No major newspaper endorsed Donald Trump in the election of 2016, so it’s easy to conclude that editorial endorsements don’t matter. Maybe. Maybe not.
Still, it’s interesting to note that the Star Tribune editorial board took a pass today on the state’s attorney general race, at least confirming that voters have seen better choices in its candidates over the years than Keith Ellison, dogged by an allegation of domestic abuse, and Doug Wardlow, followed by the people who knew him in his past and who say he was a bully to LGBT kids when he was a student and continues the practice.
For a position as sensitive as state attorney general, the Strib wants nothing to do with either of them.
Each candidate’s partisan past raises serious doubts about his ability to meet these thoughtful criteria. Assurances from both that they will keep ideology out of the office simply aren’t convincing.
Wardlow has served as counsel for a controversial conservative religious group. Ellison, a six-term U.S. House representative, remains in a national Democratic Party leadership role and scores poorly on a congressional bipartisanship index.

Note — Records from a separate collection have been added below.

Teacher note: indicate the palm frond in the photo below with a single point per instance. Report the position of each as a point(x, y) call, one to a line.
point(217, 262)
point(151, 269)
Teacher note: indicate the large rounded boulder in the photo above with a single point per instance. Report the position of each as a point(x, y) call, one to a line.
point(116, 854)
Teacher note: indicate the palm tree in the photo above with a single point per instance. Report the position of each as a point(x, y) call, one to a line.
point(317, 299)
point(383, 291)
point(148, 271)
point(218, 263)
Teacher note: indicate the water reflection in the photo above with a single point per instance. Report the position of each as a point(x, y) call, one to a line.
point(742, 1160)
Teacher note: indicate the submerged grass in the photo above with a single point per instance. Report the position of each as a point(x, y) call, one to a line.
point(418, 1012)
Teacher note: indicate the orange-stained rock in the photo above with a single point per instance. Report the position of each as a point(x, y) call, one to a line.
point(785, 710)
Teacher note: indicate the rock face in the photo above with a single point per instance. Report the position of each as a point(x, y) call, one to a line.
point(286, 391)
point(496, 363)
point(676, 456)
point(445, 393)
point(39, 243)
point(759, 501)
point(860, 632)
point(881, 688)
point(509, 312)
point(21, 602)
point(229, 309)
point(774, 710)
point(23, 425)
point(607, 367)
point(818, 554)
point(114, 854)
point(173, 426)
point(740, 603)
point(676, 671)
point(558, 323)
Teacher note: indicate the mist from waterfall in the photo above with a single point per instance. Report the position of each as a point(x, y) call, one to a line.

The Star Tribune raised an interesting point in its “least bad choice” editorial without diving into it: why did the insiders of both political parties choose heavily partisan candidates for the one executive office in Minnesota that should be most isolated from politics?
That’s a question that won’t get an answer, at least if you believe that newspaper editorials don’t matter.
And that would be most people, Pew Research found in its 2008 research which found 14% are positively impacted by a newspaper endorsement, 14 percent negatively.
It’s a push, in other words. An affirmation of the reality of voting anyway: you’re on your own. Figure it out.